Table A4. The GRCh38.p12 genomic location of the selected butyrophilin genes.

Gene of Interest	Location (GRCh38.p12)
BTN2A1	chr6:26,457,955–26,476,622
BTN2A2	chr6:26,382,893–26,394,874
BTN3A1	chr6:26,402,269–26,415,216
BTN3A2	chr6:26,365,170–26,378,320
BTN3A3	chr6:26,440,504–26,453,415
BTNL2	chr6:32,393,339–32,408,879
BTNL3	chr5:180,988,846–181,006,727
BTNL8	chr5:180,899,097–180,952,166
ERMAP	chr1:42,817,122–42,844,991
MOG	chr6:29,657,092–29,672,365

Appendix B.2. Modified Nonacus Cell3 Hybridisation Capture and Illumina Sequencing

To summarise the modified protocol, the DNA quality of all samples was measured initially, to acquire 200 ng input DNA for the fragmentation step (1.B) of the hybridisation capture protocol (Figure A1). Fragmentation time in step 1.B was modified to 30 min to achieve 200 bp DNA fragments. Afterwards, the Genomic Tapestation kit (Agilent Technologies, Santa Clara, CA, USA) was used to check the correct fragment size.

Figure A1. The Nonacus Cell3 capture hybridisation capture method was modified for the HLA and butyrophilin sequencing panel.

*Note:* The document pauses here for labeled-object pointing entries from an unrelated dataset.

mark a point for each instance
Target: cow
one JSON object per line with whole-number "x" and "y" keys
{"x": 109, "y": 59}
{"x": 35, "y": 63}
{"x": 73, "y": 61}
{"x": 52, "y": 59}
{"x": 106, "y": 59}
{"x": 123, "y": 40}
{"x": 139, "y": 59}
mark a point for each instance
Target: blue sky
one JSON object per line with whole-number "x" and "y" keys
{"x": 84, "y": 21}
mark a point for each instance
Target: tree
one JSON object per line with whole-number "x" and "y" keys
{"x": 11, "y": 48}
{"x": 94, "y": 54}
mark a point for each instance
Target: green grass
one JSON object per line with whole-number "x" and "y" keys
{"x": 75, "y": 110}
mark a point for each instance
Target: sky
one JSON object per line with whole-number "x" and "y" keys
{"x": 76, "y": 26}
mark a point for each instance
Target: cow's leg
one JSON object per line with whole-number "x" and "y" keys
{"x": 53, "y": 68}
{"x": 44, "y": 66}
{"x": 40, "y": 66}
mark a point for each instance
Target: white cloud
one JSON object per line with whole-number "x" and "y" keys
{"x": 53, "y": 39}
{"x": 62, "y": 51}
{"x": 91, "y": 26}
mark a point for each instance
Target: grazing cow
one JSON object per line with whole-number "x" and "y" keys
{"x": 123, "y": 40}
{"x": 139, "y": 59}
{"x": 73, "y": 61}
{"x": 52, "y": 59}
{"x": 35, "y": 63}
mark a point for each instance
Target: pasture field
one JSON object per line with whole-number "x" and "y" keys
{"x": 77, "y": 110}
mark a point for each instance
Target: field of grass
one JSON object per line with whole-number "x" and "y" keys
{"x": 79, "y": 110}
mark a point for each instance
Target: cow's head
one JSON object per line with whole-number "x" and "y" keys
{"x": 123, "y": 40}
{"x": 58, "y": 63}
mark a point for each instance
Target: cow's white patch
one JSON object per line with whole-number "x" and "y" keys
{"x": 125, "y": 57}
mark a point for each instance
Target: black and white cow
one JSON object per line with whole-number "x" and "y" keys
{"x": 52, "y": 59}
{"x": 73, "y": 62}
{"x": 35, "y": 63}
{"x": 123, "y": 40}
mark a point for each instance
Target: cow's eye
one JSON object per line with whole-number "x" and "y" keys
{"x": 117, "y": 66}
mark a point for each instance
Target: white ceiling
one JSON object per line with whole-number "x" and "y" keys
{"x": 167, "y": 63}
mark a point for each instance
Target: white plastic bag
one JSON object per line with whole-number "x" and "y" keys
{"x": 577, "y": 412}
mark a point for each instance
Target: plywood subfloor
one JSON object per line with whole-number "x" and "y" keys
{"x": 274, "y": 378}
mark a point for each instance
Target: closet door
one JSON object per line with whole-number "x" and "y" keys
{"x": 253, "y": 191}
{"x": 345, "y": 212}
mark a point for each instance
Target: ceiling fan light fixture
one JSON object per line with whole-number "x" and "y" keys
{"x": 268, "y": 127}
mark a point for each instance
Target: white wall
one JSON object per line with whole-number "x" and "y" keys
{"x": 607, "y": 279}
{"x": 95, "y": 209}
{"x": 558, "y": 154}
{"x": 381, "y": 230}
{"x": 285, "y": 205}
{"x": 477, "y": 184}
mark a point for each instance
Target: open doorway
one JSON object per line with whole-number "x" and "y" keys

All modifications to the manufacturer’s protocol were noted with *. The HLA probes were provided by Nonacus Ltd.

Next, in step 1.C, unique molecular identifier (UMI) adapters were ligated to the DNA fragments. During the magnetic bead clean up using NGS Target Pure Clean-Up Beads (Nonacus), the adapter-ligated DNA fragments were incubated for 6 min on the magnetic strip. Nuclease-free water was used in the final step of the clean up.

The pre-hybridisation PCR in step 1.D was carried out for 4 cycles. Afterwards, the DNA concentration of each reaction was measured in step 1.E. Samples with DNA concentrations lower than 10 ng/μL were subjected to additional rounds of amplification, and steps 1.D and 1.E were repeated. CB22, CB24, CB26, CB27, and CB30 had low DNA concentration after the amplification step; therefore, they were subjected to 5 additional cycles of PCR. Sample NB7 was also subjected to 6 more cycles of PCR.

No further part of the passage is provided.